Beware Greeks bearing gift horses in the mouth!
Ever hired a friend of a friend for an interim role and regretted it? Below is an extract from an article written by Gavan Burden, MD of interim provider Burden Dare, warning clients to think carefully before going down the route of hiring an interim on familiar terms without taking the trouble of assessing the skills available to them on the open market. Such errors can be costly, Gavan writes:
"Hiring people you have worked with before is known, but what about 'friends of friends'? In 2008 we released an article called Why you should not hire a friend of a friend based on our experience of clients coming to us for help in rescuing situations that should never have arisen and all caused by hiring without going to the market. Just think of the list of people who would have been well advised to read it before they made career threatening choices: The Labour Party elected Gordon Brown, David Cameron hired Andy Coulson and Ed Milliband took on Tom Baldwin to name just three recent high-profile examples – each reputation tarnished because of the totally avoidable mess they have had to mop up.
It seems really easy though doesn’t it. The Financial Controller leaves, someone has a friend who is available now and who was in the finance department of a local firm; one meeting, a cheap and quick hire of someone who can start on Monday! Job done. But why is he available now? What did his former colleagues think of him? Well it doesn’t really matter does it; he was a victim and, anyway, Joe knows him and Joe’s a great bloke!

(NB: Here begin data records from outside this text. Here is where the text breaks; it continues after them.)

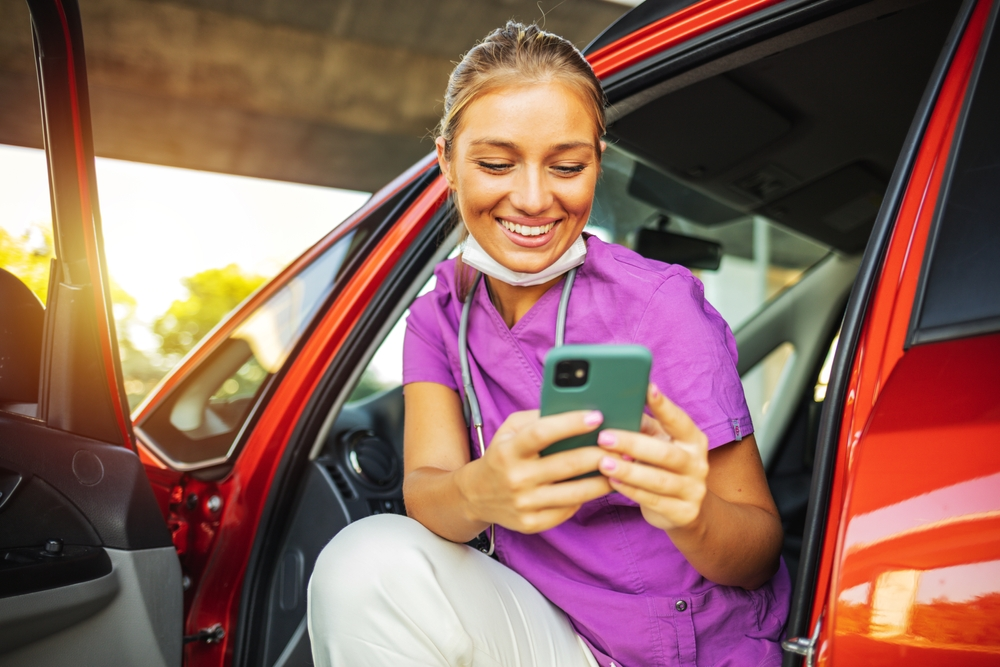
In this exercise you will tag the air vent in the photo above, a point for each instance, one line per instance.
(373, 460)
(346, 492)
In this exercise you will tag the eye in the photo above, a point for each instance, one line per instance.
(494, 166)
(569, 169)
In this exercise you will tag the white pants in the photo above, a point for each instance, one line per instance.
(387, 591)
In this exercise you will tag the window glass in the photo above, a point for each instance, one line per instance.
(823, 381)
(26, 245)
(200, 422)
(385, 370)
(762, 382)
(963, 277)
(759, 257)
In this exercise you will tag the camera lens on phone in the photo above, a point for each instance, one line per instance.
(572, 373)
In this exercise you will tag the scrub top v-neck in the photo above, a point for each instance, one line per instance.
(629, 592)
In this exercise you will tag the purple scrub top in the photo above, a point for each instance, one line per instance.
(626, 588)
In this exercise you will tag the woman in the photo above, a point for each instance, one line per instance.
(681, 565)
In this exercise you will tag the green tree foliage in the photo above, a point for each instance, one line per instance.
(211, 295)
(28, 257)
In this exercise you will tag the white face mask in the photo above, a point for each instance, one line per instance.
(473, 255)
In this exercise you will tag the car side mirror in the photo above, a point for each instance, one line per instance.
(22, 320)
(694, 253)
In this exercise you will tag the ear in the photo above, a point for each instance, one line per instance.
(443, 162)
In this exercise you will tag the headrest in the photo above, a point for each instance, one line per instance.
(22, 319)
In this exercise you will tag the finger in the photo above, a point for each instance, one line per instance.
(672, 455)
(540, 433)
(675, 421)
(563, 465)
(536, 522)
(674, 512)
(652, 427)
(648, 478)
(515, 422)
(565, 494)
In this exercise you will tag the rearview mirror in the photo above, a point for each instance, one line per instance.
(694, 253)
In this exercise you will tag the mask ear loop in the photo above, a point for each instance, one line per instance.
(564, 307)
(471, 403)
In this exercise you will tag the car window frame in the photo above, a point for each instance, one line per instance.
(919, 334)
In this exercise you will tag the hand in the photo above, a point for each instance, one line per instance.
(663, 468)
(514, 486)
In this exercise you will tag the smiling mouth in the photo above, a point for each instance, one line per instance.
(525, 230)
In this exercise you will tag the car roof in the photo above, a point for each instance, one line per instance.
(638, 17)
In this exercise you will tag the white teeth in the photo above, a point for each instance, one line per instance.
(525, 230)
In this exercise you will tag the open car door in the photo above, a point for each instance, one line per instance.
(88, 572)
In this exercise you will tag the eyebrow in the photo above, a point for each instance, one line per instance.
(502, 143)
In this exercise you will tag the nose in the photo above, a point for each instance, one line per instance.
(532, 194)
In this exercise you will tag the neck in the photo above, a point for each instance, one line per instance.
(513, 302)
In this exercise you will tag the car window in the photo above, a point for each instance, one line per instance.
(200, 423)
(385, 370)
(759, 257)
(962, 278)
(26, 243)
(763, 382)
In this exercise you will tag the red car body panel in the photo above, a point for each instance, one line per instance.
(216, 552)
(884, 461)
(95, 262)
(244, 490)
(669, 31)
(887, 394)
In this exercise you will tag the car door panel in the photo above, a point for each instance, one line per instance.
(128, 617)
(873, 355)
(88, 571)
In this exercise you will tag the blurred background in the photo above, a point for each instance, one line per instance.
(233, 134)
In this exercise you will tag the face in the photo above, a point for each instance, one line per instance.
(523, 167)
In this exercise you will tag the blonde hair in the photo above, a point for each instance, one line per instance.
(515, 54)
(519, 54)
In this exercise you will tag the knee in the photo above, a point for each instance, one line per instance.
(357, 564)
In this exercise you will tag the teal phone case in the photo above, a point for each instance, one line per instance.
(616, 385)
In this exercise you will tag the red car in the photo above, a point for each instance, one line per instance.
(846, 150)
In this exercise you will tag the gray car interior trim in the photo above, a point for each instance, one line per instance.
(298, 651)
(404, 303)
(133, 616)
(801, 315)
(32, 616)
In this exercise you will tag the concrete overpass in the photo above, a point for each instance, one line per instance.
(331, 92)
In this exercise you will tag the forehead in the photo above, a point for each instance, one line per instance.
(537, 113)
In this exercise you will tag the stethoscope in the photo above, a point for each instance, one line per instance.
(471, 403)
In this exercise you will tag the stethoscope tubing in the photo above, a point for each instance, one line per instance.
(471, 402)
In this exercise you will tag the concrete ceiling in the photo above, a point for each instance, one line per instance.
(341, 93)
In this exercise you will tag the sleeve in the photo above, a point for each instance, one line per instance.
(694, 359)
(425, 358)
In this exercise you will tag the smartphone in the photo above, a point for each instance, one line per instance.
(609, 378)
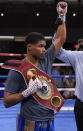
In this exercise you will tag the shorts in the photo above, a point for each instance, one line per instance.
(31, 125)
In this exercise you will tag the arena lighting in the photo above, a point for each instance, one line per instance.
(74, 14)
(37, 14)
(2, 14)
(75, 46)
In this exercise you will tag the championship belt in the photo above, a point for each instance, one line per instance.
(48, 95)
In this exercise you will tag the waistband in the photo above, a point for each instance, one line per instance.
(78, 99)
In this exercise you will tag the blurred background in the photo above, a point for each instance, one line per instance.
(19, 17)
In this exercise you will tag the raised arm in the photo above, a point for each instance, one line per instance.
(61, 30)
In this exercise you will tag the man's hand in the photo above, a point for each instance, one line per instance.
(62, 10)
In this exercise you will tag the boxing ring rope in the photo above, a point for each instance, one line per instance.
(22, 39)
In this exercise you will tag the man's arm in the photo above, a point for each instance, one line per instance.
(61, 31)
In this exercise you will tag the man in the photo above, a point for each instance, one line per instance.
(33, 116)
(75, 59)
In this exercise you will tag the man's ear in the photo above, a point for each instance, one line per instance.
(29, 47)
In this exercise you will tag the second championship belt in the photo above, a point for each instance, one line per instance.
(48, 95)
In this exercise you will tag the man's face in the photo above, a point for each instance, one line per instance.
(38, 50)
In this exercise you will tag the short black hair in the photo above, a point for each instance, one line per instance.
(33, 38)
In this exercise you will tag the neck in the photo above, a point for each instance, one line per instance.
(32, 59)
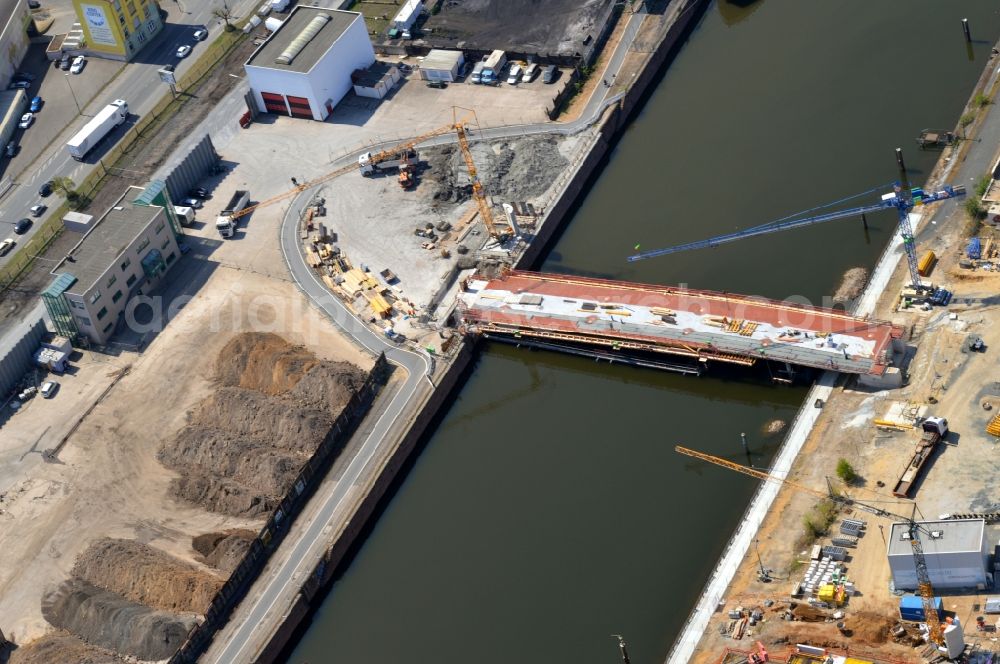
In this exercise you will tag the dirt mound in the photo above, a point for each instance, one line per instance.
(263, 362)
(870, 627)
(514, 25)
(62, 647)
(851, 284)
(519, 170)
(224, 550)
(245, 444)
(142, 574)
(110, 621)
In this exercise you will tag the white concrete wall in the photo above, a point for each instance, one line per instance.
(13, 40)
(329, 79)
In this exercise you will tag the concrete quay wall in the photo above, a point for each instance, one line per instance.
(435, 398)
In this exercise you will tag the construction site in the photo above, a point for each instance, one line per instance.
(172, 456)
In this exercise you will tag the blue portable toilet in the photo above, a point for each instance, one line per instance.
(911, 607)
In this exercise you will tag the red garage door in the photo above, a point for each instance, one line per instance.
(300, 107)
(274, 103)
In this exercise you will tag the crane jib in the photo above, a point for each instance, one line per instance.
(904, 204)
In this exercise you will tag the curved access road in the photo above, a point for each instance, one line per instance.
(256, 618)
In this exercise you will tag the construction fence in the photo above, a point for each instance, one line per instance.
(52, 227)
(271, 535)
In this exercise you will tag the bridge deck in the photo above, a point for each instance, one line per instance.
(704, 324)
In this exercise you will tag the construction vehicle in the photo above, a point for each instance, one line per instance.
(407, 178)
(227, 221)
(934, 431)
(369, 164)
(901, 198)
(97, 128)
(184, 214)
(926, 591)
(499, 231)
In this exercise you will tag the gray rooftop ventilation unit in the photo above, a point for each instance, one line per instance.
(300, 41)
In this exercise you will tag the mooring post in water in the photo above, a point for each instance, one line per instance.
(622, 647)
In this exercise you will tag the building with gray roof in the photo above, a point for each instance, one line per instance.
(304, 68)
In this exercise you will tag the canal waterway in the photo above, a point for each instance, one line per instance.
(549, 510)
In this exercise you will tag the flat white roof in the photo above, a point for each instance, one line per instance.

2008 was, really, the beginning of this recession when there were some quite savage cuts; labour was in abundance and jobs were at a premium. The cheapest way to save money on any transaction is to cut out the middleman and go direct, recruitment is always hit. But if ever there is a false economy it is "going cheap" on hiring. Picking up the pieces of a poor hire that is avoidable by looking at what skills are available in the market and referencing people properly is far more expensive."